El gol es innegociable

No hay mucho que pueda inventar Vucetich para mañana, y aunque México juega más suelto lejos de la presión que increíblemente causa el Azteca, el técnico quizá se haya dado cuenta en su primer partido de selección que ante equipos del área, es mejor no negociar. Cuando Vucetich ordenó cuidar el gol por poco cae eliminado, un susto que pudo evitarse si en lugar de contener la pelota, mejor se utiliza. México ha sufrido durante el Hexagonal para mantener el resultado, salvo en la victoria 0-1 vs Jamaica, en todos los partidos donde se puso por delante fue alcanzado. La estadística delata falta de ambición o confianza en esa zona donde se manejan los partidos.

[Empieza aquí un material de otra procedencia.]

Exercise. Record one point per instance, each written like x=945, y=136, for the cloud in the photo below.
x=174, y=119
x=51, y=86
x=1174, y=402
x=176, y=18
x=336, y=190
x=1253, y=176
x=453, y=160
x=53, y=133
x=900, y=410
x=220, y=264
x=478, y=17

Un gol de ventaja en Centroamérica no es un tesoro, sino una inversión. El gol es innegociable. Aunque parezca poco sirve para imponer cierta autoridad en estos juegos, pero si el mensaje de la banca es contrario, esos momentos anímicos de breve superioridad desaparecen automáticamente. Sucedía con De la Torre y volvió a suceder con Vucetich, la selección se descompone con el marcador a su favor. Se antojaba muy difícil un cambio de intención en tan poco tiempo, de hecho es imposible, Vucetich consiguió un buen triunfo y eso se agradece, cumplió con la tabla de posiciones. Y aunque México tiene jugadores capaces de abrir el campo, saltar líneas con sorpresa y disparar a gol, tal parece que su primera obligación al verse con ventaja es acumular hombres en medio campo y ajustar espacios. Hay un enorme temor al contragolpe centroamericano, pero más temor tiene México de atreverse, liberarse del rigor táctico y jugar con la naturalidad del que se siente mejor y encima va ganando. La importancia del entrenador en este dramático proceso ha ido demasiado lejos.